Ngamo Village and Lions Sept 2 Tuesday

We started out our day with a game drive that included seeing a group of three lions resting under a tree. We pulled up to within 20 feet of them and just sat and observed.  They just went about their business like we weren’t even there. 

Next up was our A Day in the Life adventure.  OAT provides this excursion once per trip and it’s an opportunity to spend some time in a local village. We visited Ngamo Village, which consists of 105 different homesteads. A homestead is a fenced area where extended family members live. We met Betty, a widow who owns the homestead, and her son, his wife, and their three children. When sons marry, they generally build a home and stay on the homestead, but some choose to start their own homestead. When a daughter marries, she moves to her husband’s homestead. We saw their homes, visited with several local villagers, spent some time asking and answering questions, and were served tea, polenta, kale with peanut butter sauce, and fresh rolls.  Topics we discussed ranged from education to healthcare to guns to drug and alcohol problems. When I asked if any of them had ever been out of Africa, they all said no, but the one place they unanimously agreed on that they wanted to go was the US. Several folks brought school supplies to donate, and we as a group shopped in their local market for souvenirs and donated groceries and household supplies. It was a great opportunity to see once again that people all over the world are exactly the same.  We may live under different circumstances, but everyone wants health, peace, and happiness. The locals we met seemed to possess all three. 

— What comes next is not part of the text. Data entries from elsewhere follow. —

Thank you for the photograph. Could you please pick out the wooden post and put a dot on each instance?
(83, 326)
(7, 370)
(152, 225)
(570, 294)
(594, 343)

Lions on our early morning game drive
Ngamo Village

When we got back to camp, we had a bit of free time before our evening activities. In the early evening we were lucky enough to have a pride of seven lions come close to camp. We didn’t have a game drive planned for this evening but they loaded us up and took us to see the lions. It was absolutely magnificent. We were so close we could have petted them. Apparently they see the truck as one big object that they know they can’t take down. But the guides said if one person had stepped out of the vehicle, they would have become a very famous but dead tourist. The lions were simply resting, grooming, and hanging out near the waterhole, waiting for the sun to go down to follow the group of nearby zebras and get some dinner. Please enjoy the photos compliments of beautiful Zimbabwe. 

Before dinner, we hosted a local ecologist at the camp who gave a talk about trophy hunting, culling, and poaching. Covering a controversial topic is another activity OAT provides at least once per trip, and this was certainly interesting. Our speaker was a wealth of knowledge and we all learned a lot. In a perfect world, everyone would follow the rules, the money earned from trophy hunting would benefit the local economy, ivory wouldn’t be a sought after commodity, the animal meat would all be used, the overpopulation of certain animals would be controlled, and the declining populations would be preserved. Trophy hunting brings in more money than tourism, and let’s just say it’s not a perfect world. 

After dinner we packed up to leave beautiful Zimbabwe and head to our next camp in Zambia in the morning. The whole experience here has been amazing.